When does the artistic image appear convincing? When we experience a special psychic state of joy, satisfaction, elevated repose, love or sympathy for the author. This psychic state is the aesthetic evaluation of a work of art. Aesthetic feeling lacks a narrowly utilitarian character; it is disinterested, and in this regard it is organically bound up with our general conceptions of the beautiful (although, of course, it is narrower than these concepts). The aesthetic evaluation of a work is the criterion of its truthfulness or falseness. Artistic truth is determined and established precisely through such an evaluation.
— A. Voronsky, Art as the Cognition of Life

==Defeat and death==
Voronsky's friendship with Trotsky, which was an asset at the start of the controversy over 'proletarian literature' became the cause of his political destruction, and death.

In June 1924, the party leadership, now controlled by Trotsky's enemies, Joseph Stalin and Grigory Zinoviev appointed two new members of the editorial board of Krasnaya Nov. One was a party official, the other was Fyodor Raskolnikov, a former sailor who aspired to be a proletarian writer. By January 1925, Voronsky was no longer listed as an editor, but soon afterwards he was reinstated and Raskolnikov had been removed - possibly because Maxim Gorky had angrily refused to contribute to the journal under the new editorship. But over the next three years "RAPP cleverly targeted Voronsky's most vulnerable point, his friendship with Trotsky"

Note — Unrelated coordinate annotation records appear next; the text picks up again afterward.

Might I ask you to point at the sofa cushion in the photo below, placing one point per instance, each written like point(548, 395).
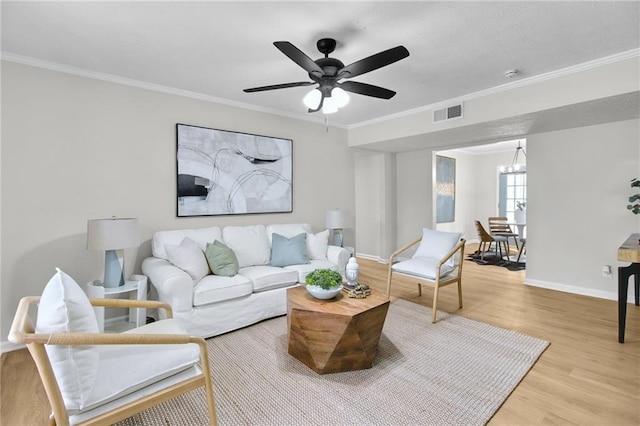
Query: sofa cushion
point(317, 245)
point(287, 230)
point(423, 267)
point(189, 257)
point(269, 277)
point(123, 369)
point(303, 270)
point(289, 251)
point(436, 244)
point(222, 260)
point(216, 288)
point(249, 243)
point(202, 236)
point(65, 308)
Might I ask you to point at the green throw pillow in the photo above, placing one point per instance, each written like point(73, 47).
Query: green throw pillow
point(288, 251)
point(222, 260)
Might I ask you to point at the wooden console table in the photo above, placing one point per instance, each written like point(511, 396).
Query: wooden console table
point(629, 251)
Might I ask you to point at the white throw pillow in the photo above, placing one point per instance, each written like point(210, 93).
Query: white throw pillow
point(317, 245)
point(202, 236)
point(435, 244)
point(249, 243)
point(65, 308)
point(189, 257)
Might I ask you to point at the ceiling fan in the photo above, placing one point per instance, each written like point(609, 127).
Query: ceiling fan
point(327, 73)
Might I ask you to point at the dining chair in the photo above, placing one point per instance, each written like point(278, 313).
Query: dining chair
point(93, 378)
point(436, 263)
point(498, 226)
point(488, 239)
point(523, 242)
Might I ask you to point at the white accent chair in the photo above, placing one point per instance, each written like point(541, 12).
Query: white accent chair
point(437, 263)
point(93, 378)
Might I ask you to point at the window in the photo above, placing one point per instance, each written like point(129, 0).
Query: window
point(513, 189)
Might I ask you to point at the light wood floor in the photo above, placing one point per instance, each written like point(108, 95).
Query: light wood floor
point(585, 377)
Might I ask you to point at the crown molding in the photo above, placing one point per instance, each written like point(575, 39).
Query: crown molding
point(68, 69)
point(26, 60)
point(618, 57)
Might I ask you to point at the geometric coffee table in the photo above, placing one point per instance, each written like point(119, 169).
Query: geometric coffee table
point(335, 335)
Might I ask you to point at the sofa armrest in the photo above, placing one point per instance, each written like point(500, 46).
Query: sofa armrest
point(339, 256)
point(174, 286)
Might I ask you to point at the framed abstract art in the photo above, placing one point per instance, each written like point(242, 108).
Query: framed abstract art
point(220, 172)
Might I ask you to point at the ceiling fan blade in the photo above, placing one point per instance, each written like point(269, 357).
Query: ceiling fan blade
point(297, 56)
point(374, 62)
point(279, 86)
point(367, 89)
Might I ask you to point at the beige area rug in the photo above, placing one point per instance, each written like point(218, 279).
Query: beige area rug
point(454, 372)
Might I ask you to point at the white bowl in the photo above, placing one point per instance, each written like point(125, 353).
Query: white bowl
point(320, 293)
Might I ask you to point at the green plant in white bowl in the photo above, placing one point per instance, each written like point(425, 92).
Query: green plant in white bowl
point(635, 198)
point(324, 283)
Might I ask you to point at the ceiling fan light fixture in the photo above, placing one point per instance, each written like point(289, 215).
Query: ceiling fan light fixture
point(312, 99)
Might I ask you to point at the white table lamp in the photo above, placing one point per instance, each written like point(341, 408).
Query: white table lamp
point(113, 236)
point(335, 220)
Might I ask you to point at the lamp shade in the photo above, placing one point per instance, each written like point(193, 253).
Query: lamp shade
point(334, 219)
point(112, 234)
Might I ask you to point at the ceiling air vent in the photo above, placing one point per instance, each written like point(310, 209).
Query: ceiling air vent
point(449, 113)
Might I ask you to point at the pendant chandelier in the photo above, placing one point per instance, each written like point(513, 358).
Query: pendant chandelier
point(515, 167)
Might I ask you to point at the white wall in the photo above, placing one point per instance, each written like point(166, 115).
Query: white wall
point(415, 195)
point(75, 148)
point(577, 187)
point(375, 203)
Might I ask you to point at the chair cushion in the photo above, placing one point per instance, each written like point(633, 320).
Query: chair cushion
point(123, 369)
point(189, 257)
point(317, 245)
point(269, 277)
point(65, 308)
point(222, 260)
point(436, 244)
point(249, 243)
point(216, 288)
point(422, 267)
point(202, 236)
point(288, 251)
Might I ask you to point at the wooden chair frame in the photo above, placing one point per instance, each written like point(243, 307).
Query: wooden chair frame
point(486, 238)
point(22, 331)
point(498, 226)
point(438, 282)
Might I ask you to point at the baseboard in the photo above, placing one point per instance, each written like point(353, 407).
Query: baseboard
point(372, 257)
point(7, 346)
point(600, 294)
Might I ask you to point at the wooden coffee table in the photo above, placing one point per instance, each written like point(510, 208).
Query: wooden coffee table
point(335, 335)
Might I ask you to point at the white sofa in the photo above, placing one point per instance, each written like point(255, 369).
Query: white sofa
point(216, 304)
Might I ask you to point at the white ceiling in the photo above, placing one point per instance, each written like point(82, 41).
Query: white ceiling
point(216, 49)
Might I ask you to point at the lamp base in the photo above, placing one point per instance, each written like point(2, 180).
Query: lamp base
point(113, 268)
point(337, 237)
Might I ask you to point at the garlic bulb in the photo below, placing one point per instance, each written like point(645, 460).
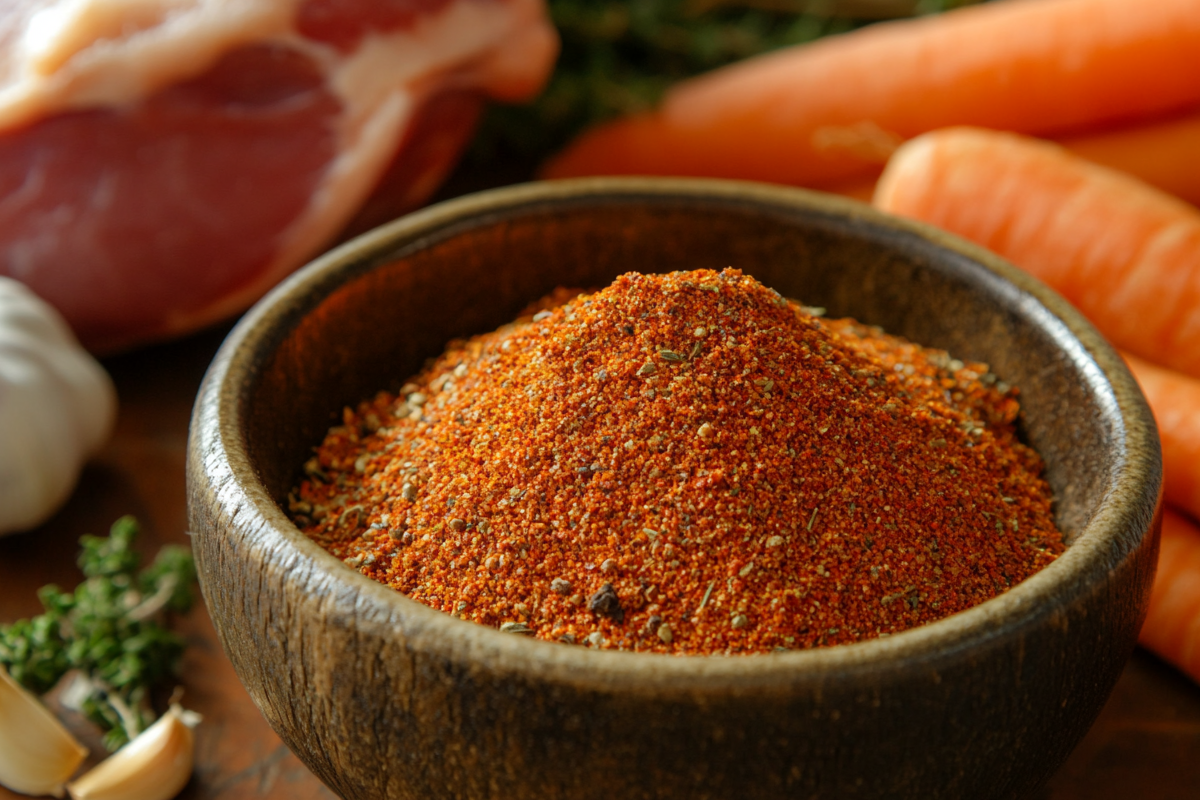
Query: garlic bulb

In May 1927, Voronsky used Krasnaya Nov to attack Averbakh over the way he was controlling the newly formed Federation of Organisations of Soviet Writers. In a reply, published in Pravda, the head of the Press Section of the Central Committee, Sergei Gusev accused Voronsky of being a Trotskyist, and/or a Socialist Revolutionary. In response, Voronsky denied the political charges, offerted to co-operate with RAPP if Averbakh was removed form its leadership, and declared that any fate was better than being suffocated by Averbakh's "literary fumes."

In October 1927, Voronsky was relieved of his duties as editor of the journal. In February 1928 he was expelled from the Party, and in January 1929 he was arrested and exiled to Lipetsk. From there he wrote to the Central Committee declaring:

I leave the Opposition. I support the party’s main line. I find my previous factional activity substantially wrong and I renounce to it. I also consider wrong the Opposition’s accusation that the party leadership is only able to solve difficulties through right wing policies. I condemn Trotsky’s activities, including his activities abroad. I remove my signature from all factional documents. All the resolutions of the party leadership are obligatory to me.

In 1930, he was permitted to return to Moscow, where he continued to write and edit for Gosizdat but was no longer prominent as a critic. American Max Eastman describes Voronsky's increasingly untenable position in a chapter called "Voronsky's Fight For Truth" in his 1934 book Artists in Uniform.

Voronsky was expelled from the party for a second time in 1935, and was arrested early in the Great Purge on 1 February 1937. His name was on a death list signed by Stalin, Molotov, Kaganovich, and Voroshilov on 10 August 1937. At his trial, on 13 August 1937, which lasted only a few minutes he stood up and told the judges that history's judgement would be that they had betrayed the revolution, not he. He was sentenced to death, and shot the same day.

==Rehabilitation==
Twenty years after his execution, in 1957, Voronsky received official state rehabilitation in the U.S.S.R. However, his work remained heavily censored and devoid of the criticism of socialist realism as well as of the growing Stalinist bureaucracy from his time with the Left Opposition.

Voronsky's essays were translated by researcher Frederick Choate and published in the book Art as the Cognition of Life in 1998 after four years of extensive research inside Moscow libraries between 1991 and 1995. These writings were finally accessible as a result of the fall of the Soviet Union and the change in political climate.

He wrote Za zhivoi i mertvoi vodoi (Russian text) (1927, 1929; tr. as Waters of Life and Death, 1936), "two fine volumes of memoirs."